Why is this relevant? For two reasons. The challenge posed to the church by gnosticism and other sects was one of the stimuli that caused the church to begin speaking of an unwritten apostolic tradition rather than simply relying upon the revealed Word of God. The temptation to battle fight fire with fire, i.e., secret knowledge with secret knowledge (unwritten apostolic tradition) was intensified in the high middle ages with the rise of the Cathar movement in the mid-12th century. The Cathars re-asserted the sort of ontological dualism that the Fathers had faced in the Manichaeans, docetism (denial of Christ’s true humanity), the suggestion that the god of the OT was inferior to the God of the NT and the like.
The second reason it is relevant just now is that the Anabaptist movement picked up on some of these themes in the 1520s and they continue to percolate in the background of segments of American evangelicalism, which took an Anabaptist turn beginning in the early 19th century.
We are reminded of these things by this book review by Paul Copan of book by professor in the Anabaptist tradition, which, if the review is even only half-right, has Cathar overtones.
John Owen, in his Biblical Theology, doesn’t share your received opinion (received from the Roman Catholics who slaughtered them) on the Cathars.
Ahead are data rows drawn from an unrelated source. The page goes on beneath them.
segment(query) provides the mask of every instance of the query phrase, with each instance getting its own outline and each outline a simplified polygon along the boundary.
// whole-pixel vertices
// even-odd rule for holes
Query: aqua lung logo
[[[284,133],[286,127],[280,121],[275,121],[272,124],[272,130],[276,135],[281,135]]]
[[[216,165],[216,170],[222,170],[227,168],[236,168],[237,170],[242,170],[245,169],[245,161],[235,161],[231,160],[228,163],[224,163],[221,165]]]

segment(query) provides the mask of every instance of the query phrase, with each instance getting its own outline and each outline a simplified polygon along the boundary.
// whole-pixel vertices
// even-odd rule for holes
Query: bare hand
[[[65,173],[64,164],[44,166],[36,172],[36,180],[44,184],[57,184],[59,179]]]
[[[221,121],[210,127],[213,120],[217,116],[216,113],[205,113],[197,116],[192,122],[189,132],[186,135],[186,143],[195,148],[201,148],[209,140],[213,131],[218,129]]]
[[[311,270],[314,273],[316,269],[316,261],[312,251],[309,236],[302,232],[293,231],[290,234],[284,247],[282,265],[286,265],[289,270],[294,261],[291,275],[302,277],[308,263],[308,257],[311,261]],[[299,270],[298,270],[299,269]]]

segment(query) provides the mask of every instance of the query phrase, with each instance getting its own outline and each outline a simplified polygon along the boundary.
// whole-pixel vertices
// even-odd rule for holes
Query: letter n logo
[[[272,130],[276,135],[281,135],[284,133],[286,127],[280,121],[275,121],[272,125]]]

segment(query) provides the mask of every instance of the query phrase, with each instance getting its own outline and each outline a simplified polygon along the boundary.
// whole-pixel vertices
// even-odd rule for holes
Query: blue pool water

Cathar, by the way, is a similar name to Puritan.
David,
There were no “Roman Catholics” in the strict sense before Trent. That’s an anachronism. Yes, they and others were tried at convicted by the Inquisition (about 3 a year were killed at the height of the Inquisition; not counting the Spanish Inquisition, which was a different creature).
Yes, “Cathar” is a Greek word for pure but it’s hugely misleading to compare them to the Puritans. I’ll check out Owen on the Cathars. The question I would have is how much Owen knew about them, what his sources were. We’ve had a few hundred years since to study them.
Oh, my goodness. I just read the linked book review. Eric Seibert is the twin of Peter Enns. He’s a liberal theologian. He is not a Bible-believing Christian. What tradition is Enns from, by the way? How long did he teach at WTS before he was kicked out?
It’s page 147 of his (John Owen’s) Biblical Theology. Quote: “I will pass over other similar monstrous lies with the simple comment that they all pale into insignificance in comparison with the slanders that the Roman pontiffs have dreamed up against the Albigenses [Cathars], the Waldenses, and other faithful servants of Christ.”
David,
Thank you. From a historical pov, the Wadenses and Cathars were rather different movements. It’s one thing for Owen to lump them together rhetorically, to pose them as victims of “Roman” cruelty (anachronistically) to score points and another for us to regard that as an accurate historical judgment.
Calvin, for example, was quite critical of the Cathars for their over-realized eschatology.